――具体的な出店目標はどの程度でしょうか。

 今、日本のホリデイ・インは4軒ですが、20年までに8~9軒程度に増やしたいと思っています。エクスプレスはある程度まとまった数でオープンできるよう、パートナーを探しているところです。

――新規建設ですか。それとも既存ホテルのリブランドもありますか。

 パートナーと組んで複数のホテルをリブランドするのも選択肢にありますし、ホテルではなかったビルを居抜きで転換することも考えています。後者は海外では非常によくある例なんですよ。

――昨年夏には米ハイアットグループによる「アンダーズ東京」が日本初上陸したことが話題になりました。IHGが日本ではまだ展開していないホテルブランドとしては他に、「インディゴ」がありますが、こちらについてはどうですか。

 実は今、非常に多くの話をしているところです。この数か月のうちに新規契約を発表したいと思っています。

 インディゴはわれわれのブランドのなかでブティックホテル(個性的で一味違ったホテルライフを提供することが目的のブランド。ハイアットにとってはアンダーズがこれに当たる)の位置づけで、伝統的な文化や歴史的要素を取り入れていることが特徴です。例えば英リヴァプールのインディゴは、紡績工場を居抜きでホテルにし、絨毯やカーテンに地域色を強く出しています。
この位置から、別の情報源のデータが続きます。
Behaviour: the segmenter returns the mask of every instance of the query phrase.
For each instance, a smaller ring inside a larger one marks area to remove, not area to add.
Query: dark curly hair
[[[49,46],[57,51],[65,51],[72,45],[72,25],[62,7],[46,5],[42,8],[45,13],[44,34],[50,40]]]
香港では風水をアレンジしたルーフトッププールを備えています。

 そうしたストーリーを語れるロケーションを重視し、かつ海外の旅行者に便利な場所でないといけないので、立地が重要なわけです。ブランドのユニークさを考えたうえでベストな決断をしていきます。

――最高級ブランドのインターコンチネンタルについてはどうでしょうか。13年夏にはグランフロント大阪にもオープンしました。

Photo by R.Y.

 インターコンチネンタルホテル大阪は、世界のインターコンチネンタルホテルのなかでも非常にモダンなデザインで注目を集めています。フレンチレストラン「ピエール」はオープンから1年でミシュランガイドの星を獲得しました。

 日本のホテルビジネスにおいて、海外と大きく異なるのがレストラン部門です。海外のホテルではレストランはせいぜい1、2件ですが、日本は複数店舗を抱えています。旅行者だけでなく地元のお客様の割合も大きい。ですから日本のお客様に支持されるような斬新な企画を引き続き打ち出していきます。

――宿泊は絶好調な高級ホテルも、レストランの集客は引き続き課題だと言いますね。

 ただ単にホテルの付帯施設ではダメ。個性をどのようにプロデュースしていくか、クリエイティビティが重要です。ANAインターコンチネンタルホテル東京の人気ブッフェレストラン「カスケイドカフェ」も常に試行錯誤し、一歩進んだ提案ができるように努めています。